During this eruption Prof. J. D. Dana wrote to me requesting that I would ascertain on how great an angle of descent lavas would flow without breaking, as some scientists affirmed that a continuous stream could not flow down an angle of more than five degrees. I took pains to measure accurately on one of my excursions, and found lava flowing continuously on declivities of from one to ninety degrees. I also noted that our Hawaiian volcanoes send out streams of such perfect fusion that they will run like oil down any angle, and even cleave like paste to an inward curve of the rock and form a thin veneering upon it.
Another question arose: Can a lava stream flow for many miles longitudinally upon the surface, without being fed by vents or fissures from below? Of course no one will dispute the fact that fusion pouring down a steep mountain-side will rush for miles with such rapidity that it can not cool in its descent so as to stop its progress. But can it push forward over broad fields of almost level surface? I have answered this question thus: 1st, On ascending the mountain to view an eruption I see no evidence of deep fractures until we are more than two-thirds the way to the summit.
2d. Where there is an opening extending down to the fiery abyss below, there will, I think, always be a column of mineral smoke ascending to mark the spot, so long as action continues. This is true of Kilauea, and it is also true of all the eruptions I have observed. We see continuous volumes of smoke ascending from the terminal crater on Mauna Loa, and others near the terminus of the stream where the fusion is gushing out from under its hardened surface. The smoke at the fountain is mineral, while that below is from vegetable matter. These two kinds of smoke are distinguishable by the smell; and the mineral smoke is nowhere continuously emitted along the line of the lava-stream, however extended that may be; it is characteristic of the lava-source.
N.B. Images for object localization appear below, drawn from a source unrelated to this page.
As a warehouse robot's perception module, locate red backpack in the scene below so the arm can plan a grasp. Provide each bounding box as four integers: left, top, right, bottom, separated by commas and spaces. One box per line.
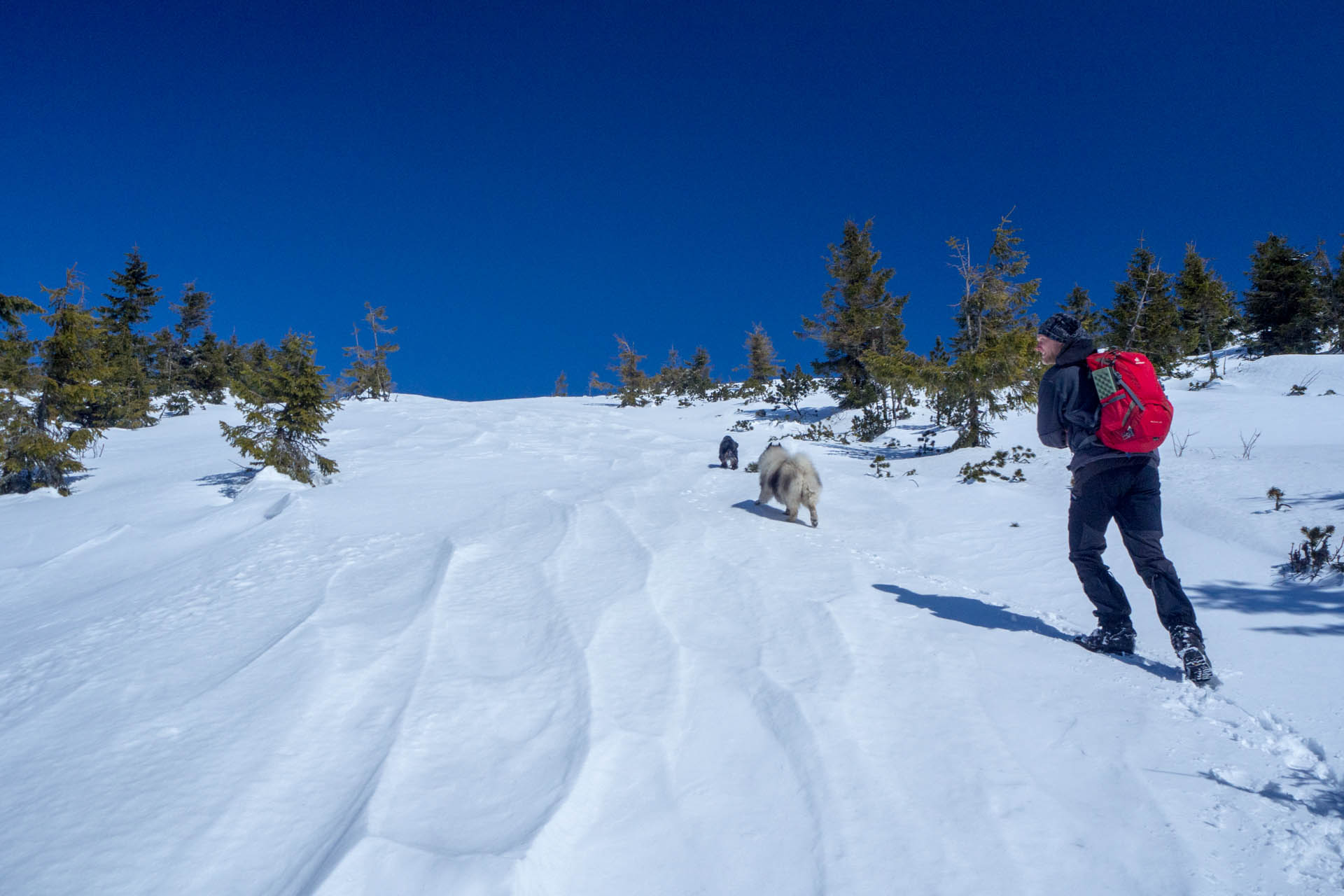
1087, 351, 1172, 451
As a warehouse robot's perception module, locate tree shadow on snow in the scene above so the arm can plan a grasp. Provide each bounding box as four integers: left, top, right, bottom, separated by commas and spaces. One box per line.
1185, 579, 1344, 636
1199, 771, 1344, 818
872, 584, 1184, 681
196, 469, 260, 498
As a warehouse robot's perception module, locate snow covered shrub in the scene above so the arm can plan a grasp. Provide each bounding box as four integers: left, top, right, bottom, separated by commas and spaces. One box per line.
793, 423, 836, 442
849, 407, 887, 442
957, 444, 1036, 485
1287, 525, 1344, 582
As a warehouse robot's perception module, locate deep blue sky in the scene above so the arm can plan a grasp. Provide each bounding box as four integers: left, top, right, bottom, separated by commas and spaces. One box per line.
0, 0, 1344, 399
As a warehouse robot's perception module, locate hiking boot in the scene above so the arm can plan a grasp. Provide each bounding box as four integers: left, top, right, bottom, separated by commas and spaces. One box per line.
1172, 626, 1214, 685
1074, 626, 1134, 654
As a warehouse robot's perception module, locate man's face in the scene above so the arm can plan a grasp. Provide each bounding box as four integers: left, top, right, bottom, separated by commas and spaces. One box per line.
1036, 333, 1065, 364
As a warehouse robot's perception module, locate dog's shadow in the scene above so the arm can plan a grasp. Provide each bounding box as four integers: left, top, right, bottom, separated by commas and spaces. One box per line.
732, 498, 812, 529
872, 584, 1183, 681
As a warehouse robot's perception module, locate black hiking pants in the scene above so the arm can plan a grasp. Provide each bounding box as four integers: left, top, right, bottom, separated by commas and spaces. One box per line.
1068, 462, 1198, 631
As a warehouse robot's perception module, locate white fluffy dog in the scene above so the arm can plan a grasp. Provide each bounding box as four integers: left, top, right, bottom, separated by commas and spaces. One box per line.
757, 444, 821, 526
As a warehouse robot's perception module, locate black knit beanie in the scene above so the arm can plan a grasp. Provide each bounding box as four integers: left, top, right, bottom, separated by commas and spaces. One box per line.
1036, 312, 1086, 345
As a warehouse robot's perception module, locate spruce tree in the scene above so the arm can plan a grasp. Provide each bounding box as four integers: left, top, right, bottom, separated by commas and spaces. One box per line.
1059, 284, 1105, 337
685, 345, 714, 399
342, 302, 400, 402
1103, 241, 1184, 376
589, 371, 613, 398
36, 267, 109, 428
0, 294, 42, 392
219, 332, 340, 485
1312, 234, 1344, 352
608, 336, 650, 407
0, 267, 105, 494
1175, 243, 1233, 382
937, 215, 1040, 449
186, 328, 228, 406
650, 345, 685, 395
1245, 234, 1324, 355
738, 323, 780, 392
796, 220, 910, 422
168, 281, 215, 345
95, 246, 159, 428
0, 293, 42, 326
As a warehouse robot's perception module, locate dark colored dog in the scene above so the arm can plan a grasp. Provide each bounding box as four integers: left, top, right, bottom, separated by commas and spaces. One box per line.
719, 435, 738, 470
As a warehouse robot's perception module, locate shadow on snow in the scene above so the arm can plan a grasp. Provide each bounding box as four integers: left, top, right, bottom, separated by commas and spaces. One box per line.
732, 498, 812, 529
196, 469, 260, 498
872, 584, 1184, 681
1186, 580, 1344, 636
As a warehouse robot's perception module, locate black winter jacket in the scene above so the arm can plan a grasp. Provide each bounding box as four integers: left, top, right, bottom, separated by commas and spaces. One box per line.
1036, 337, 1157, 472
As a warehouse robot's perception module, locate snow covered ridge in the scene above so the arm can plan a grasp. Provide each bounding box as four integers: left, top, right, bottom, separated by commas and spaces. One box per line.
0, 356, 1344, 896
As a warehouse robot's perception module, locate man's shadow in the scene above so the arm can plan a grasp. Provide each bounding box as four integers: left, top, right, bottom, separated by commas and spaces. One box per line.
872, 584, 1184, 681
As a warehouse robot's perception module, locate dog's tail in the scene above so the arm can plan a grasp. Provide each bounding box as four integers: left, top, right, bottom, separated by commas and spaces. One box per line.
792, 454, 821, 505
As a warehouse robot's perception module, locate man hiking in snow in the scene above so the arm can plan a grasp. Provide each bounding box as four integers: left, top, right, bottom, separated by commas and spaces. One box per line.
1036, 313, 1214, 685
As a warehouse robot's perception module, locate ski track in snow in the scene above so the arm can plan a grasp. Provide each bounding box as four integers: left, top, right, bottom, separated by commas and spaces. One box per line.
0, 360, 1344, 896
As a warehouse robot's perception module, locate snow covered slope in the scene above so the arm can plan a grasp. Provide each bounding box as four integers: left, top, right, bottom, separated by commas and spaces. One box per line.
0, 356, 1344, 896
3d. I have often surveyed, for distances of five to twenty miles, the ground upon which eruptions were approaching, and have seen the burning floods come on, covering today the ground on which I traveled yesterday, and consuming the hut where I slept. Their manner of progress is so familiar to me that it is difficult to see how I can be mistaken in thinking that our longest lava-streams maintain themselves wholly from the source, and are not fed from fissures beneath their course.
This eruption of 1855-56 gave us an example of the law of compensation. Repeated efforts had been made to open a road for horses through the great central forest of Hawaii. It is probably a moderate estimate to say that ten thousand days of native labor had been expended on the enterprise. But the road was abandoned long ago, after having been carried about ten miles from the shore, and in a few years it was covered with jungle. This eruption consumed the forest to within a mile of the lower skirt of it, and a bridle-path has been made to the flow, and upon this hardened stream animals have been taken through an opened passage to Waimea and Kohala. With proper effort a convenient road might be made upon this lava-field, so as to shorten greatly the distance to the western side of the island.
As before mentioned, surface lava exposed to the atmosphere crusts over before running very far, unless it is moving with great velocity, as down steep descents. This process of refrigeration so protects the liquid below that it flows onward at white-heat, it may be, until obstructed, when it gushes out on the margins, or bursts up vertically. On plains where the movement is slow the obstructions are more numerous and the force required to overcome them is less; this accounts for the lateral spreadings, the upliftings and the thousand irregularities which diversify the ever-changing surface of the lava-flow.